There is increasing evidence from meta-analyses for the effectiveness of single interventions, such as exercise, at reducing the rate of falls in community-dwelling [4] and mixed populations [6]. Home modifications have also been found to be effective at reducing fall risk [7]. Whilst combining interventions that are effective on their own might therefore seem intuitive, the evidence for combined interventions (multifactorial and multiple component as described above) is less clear. Multifactorial interventions, which require an individually tailored approach, have been shown in a meta-analysis to reduce the rate of falls [4] but there remains uncertainty in relation to reducing the number of those that fall [8]. Indeed, this is supported by a recently updated Cochrane review, including more than 13,000 participants which observed no benefit in a reduction in the number that fell [4]. These two reviews and meta-analyses [4, 8] reported high levels of heterogeneity (I-squared between 60% and 69%) in the meta-analyses relating to number of people that fall, although this variation was not explained by baseline fall risk and intensity of interventions. That said, multifactorial interventions are the recommended approach for falls prevention in the UK [9] whereas multiple component interventions on the other hand, which do not necessitate an individual assessment, and might therefore be an alternative approach, have not been extensively evaluated. Whilst Gillespie and colleagues included multiple component interventions as part of their review, their synthesis was narrative with each study reported separately due to the variety of combined interventions undertaken [4]. Of the included studies that were effective, all but one included exercise but the omission of any summary data across the studies as a whole leaves an unclear picture as to the effectiveness of multiple component fall prevention programmes.

The aim of this review was to establish the effectiveness of multiple component interventions, as defined by Lamb et al. [5] targeting older people, on (a) number of people that fell, (b) fall rates, and (c) number that sustained a fall-related injury, including an exploration of between-trial variability.

Methods

The review was conducted following the general principles of the NHS Centre for Reviews and Dissemination [10]. A pre-defined protocol was developed following consultation with topic and method experts and is available from the Peninsula Collaboration for Applied Research and Care (PenCLAHRC) website (http://clahrc-peninsula.nihr.ac.uk/multi-component-interventions-for-preventing-falls-and-fall-related-injuries-among-older-people--sys.php).

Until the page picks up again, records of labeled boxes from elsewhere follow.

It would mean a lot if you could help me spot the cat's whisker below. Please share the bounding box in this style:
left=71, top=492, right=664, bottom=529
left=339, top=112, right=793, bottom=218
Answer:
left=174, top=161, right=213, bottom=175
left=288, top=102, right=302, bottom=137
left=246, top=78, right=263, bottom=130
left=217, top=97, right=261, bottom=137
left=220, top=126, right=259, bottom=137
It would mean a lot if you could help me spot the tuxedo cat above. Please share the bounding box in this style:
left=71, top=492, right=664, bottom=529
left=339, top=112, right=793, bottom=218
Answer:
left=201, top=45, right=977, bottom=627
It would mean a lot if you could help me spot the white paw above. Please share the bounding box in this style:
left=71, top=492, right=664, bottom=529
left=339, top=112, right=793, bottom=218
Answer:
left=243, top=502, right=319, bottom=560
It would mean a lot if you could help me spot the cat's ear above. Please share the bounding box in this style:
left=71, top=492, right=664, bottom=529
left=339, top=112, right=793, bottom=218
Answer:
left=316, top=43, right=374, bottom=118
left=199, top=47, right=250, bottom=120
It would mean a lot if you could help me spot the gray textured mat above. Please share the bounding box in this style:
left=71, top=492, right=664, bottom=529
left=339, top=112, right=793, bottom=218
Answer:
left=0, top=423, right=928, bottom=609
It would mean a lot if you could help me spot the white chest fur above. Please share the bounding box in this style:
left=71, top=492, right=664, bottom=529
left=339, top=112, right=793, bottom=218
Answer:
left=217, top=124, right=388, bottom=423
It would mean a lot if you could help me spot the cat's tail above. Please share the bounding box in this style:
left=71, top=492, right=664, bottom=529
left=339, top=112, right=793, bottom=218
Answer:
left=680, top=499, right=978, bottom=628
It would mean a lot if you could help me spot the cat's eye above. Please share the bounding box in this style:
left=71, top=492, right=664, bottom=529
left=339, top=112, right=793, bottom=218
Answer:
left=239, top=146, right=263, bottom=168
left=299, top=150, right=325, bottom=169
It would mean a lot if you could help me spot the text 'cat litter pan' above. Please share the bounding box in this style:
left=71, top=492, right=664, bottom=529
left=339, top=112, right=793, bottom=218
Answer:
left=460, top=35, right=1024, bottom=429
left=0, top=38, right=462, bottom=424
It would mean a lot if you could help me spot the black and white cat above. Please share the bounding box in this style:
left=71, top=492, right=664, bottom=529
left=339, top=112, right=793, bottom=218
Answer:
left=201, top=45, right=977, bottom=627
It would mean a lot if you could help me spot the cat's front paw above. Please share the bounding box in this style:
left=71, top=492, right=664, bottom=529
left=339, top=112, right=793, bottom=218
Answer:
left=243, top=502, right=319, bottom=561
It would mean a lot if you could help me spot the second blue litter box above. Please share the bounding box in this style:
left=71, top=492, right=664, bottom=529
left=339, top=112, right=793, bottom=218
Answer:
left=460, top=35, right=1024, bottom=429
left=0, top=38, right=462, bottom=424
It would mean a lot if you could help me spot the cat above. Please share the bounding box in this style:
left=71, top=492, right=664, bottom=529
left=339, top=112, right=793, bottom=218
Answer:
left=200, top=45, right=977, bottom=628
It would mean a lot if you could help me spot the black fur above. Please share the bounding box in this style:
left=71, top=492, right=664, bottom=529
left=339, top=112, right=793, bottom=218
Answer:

Literature search and eligibility criteria

The search strategy from Gillespie et al. [11] was updated to run from May 2008 to August 2013 (Table 1). The search strategy was applied in the following databases: Medline In-Process, EMBASE, CINAHL, PsychInfo, Cochrane (CDSR, DARE, CMR, HTA and EED) and AMED. Clinical trial databases were also searched including Cochrane Central, UK Clinical Research Network Study Portfolio, Current Controlled Trials Register and the Australian and New Zealand Clinical Trials Register. Studies referenced by the Cochrane reviews of fall prevention targeting whole populations, [12] community-dwelling older people [4] and those in hospitals and care homes [13] were also considered as were the reference lists of included studies. No language restrictions were imposed.

Table 1 Search strategy (Ovid MEDLINE(R) 1946 to July week 4 2013)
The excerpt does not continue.